By The Way, I Forgive You

Brandi Carlile

Elektra, 2019

http://www.brandicarlile.com

REVIEW BY: Jason Warburg

ORIGINALLY PUBLISHED: 06/05/2019

Brandi Carlile is a dynamic, charismatic performer and strong, genre-bending songwriter whose best work is genuinely compelling. And my reaction to this album was distinctly lukewarm. What’s up with that?

Part of me wants to blame The Voice, a modestly entertaining show that seems to have convinced a generation of aspiring singers that they’ll never make it unless they can hit you over the head with that one big I’ll-see-your-Celine-Dion-and-raise-you-a-gospel-diva-with-a-megaphone chorus. And therein lies the problem: singing is not an athletic competition.

If you’re wondering what the above paragraph has to do with Brandi Carlile, you’ve never heard this album, which seems unlikely since (a) you’re reading this review, and (b) its hit single “The Joke” was one of the featured performances at the 2019 Grammys. I was duly impressed by the latter; the song’s message about not allowing the judgments of others to affect you is wonderful, the redemptive turnabout that happens in the chorus is clever and satisfying, and Carlile sang it with great passion and conviction.

The thing is, I assumed at the time that Carlile’s performance had been supersized a bit for the big stage she was playing on that particular night. But no; as By The Way, I Forgive You makes clear up front, supersize seems to be Carlile’s default mode of presentation, almost a crutch she leans on. You could describe her music as “Adele plays country-folk,” a powerhouse of a voice singing songs that sometimes feel out of proportion not because the songs are small, but because the performance is so big. This extends beyond Carlile herself to the arrangements, which in several cases add orchestral backing that feels extraneous, at times subtracting by addition. my_heart_sings_the_harmony_web_ad_alt_250

Enough preview, though: let’s get into it. “Every Time I Hear That Song” starts things off in lovely fashion, all space and airiness, Dave Cobb’s exaggerated ’70s production lending echo to every note and snare hit. The song itself is terrific, a number about battling with regret, the power of memory, and how a familiar song can trigger both. “The Joke” follows, unfolding like a second-act Broadway number, just piano, a single violin and voice at first, adding elements and emotion steadily until by the fourth minute it’s a full-bleed cinemascope anthem, complete with a huge sustained note at the climax.

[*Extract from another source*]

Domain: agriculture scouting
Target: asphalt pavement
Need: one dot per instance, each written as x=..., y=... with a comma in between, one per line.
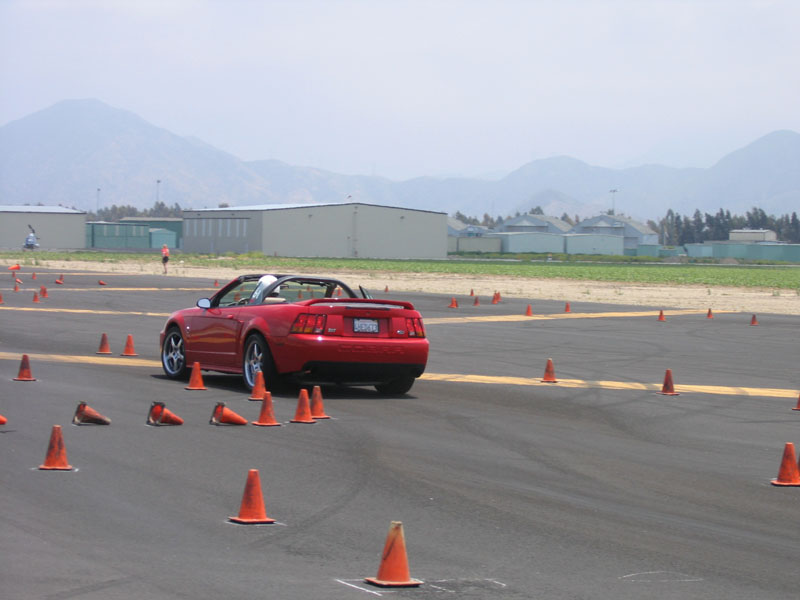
x=595, y=487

The opening of “Hold Out Your Hand” dials it back momentarily and offers a fresh look as Carlile speed-sings through a series of clever rhymes. Unfortunately, at the chorus she and Cobb abruptly hijack the song into a booming, over-the-top arrangement, bringing an exaggerated theatricality to her delivery that just keeps amping up until she’s shouting instead of singing. Carlile then promptly redeems this misstep with “The Mother.” The title is a bit precious, but the tune itself is outstanding, about the changes she’s been through since becoming a parent: “The first things that she took from me were selfishness and sleep / She broke a thousand heirlooms I was never meant to keep.” Later on, she states her admirable priorities plainly: “They can keep their treasure and their ties to the machine / Because I am the mother of Evangeline.”

“Whatever You Do” unfolds as a beautiful acoustic ballad right up to the 3:05 mark, at which point they flood the song with an entire orchestra’s worth of strings as Carlile cries out wordless exclamations of anguish, blowing up the last minute of a tune that feels like it would have been stronger if they’d let it come to a more natural resolution. “Fulton County Jane Doe” is where it feels like this set begins to find its natural level, a lovely, heartfelt tune with chiming guitars and a welcome sense of restraint. The same is true for “Sugartooth” and “Most Of All,” well-crafted songs that lack oversized dramatics and are all the better for it.

Toward the end, the former tendencies return. “Harder To Forgive” is a message song that, for all its good intentions, can feel a bit heavy-handed. And “Party Of One” is a terrific number about a turbulent relationship that’s resilient nonetheless—for about 4:30. Then, just when the song should be wrapping up, the string section takes over and puts the song on a trajectory for the upper atmosphere with an extended outro that feels out of sync tonally, even for an album-closer.

What we’re left with in the end is an album of well-crafted songs, presented by a talented group of musicians and a powerhouse singer, that just feels overcooked in places. If By The Way, I Forgive You is Brandi Carlile with the dial turned up to 10, I’d love to hear her at about an eight.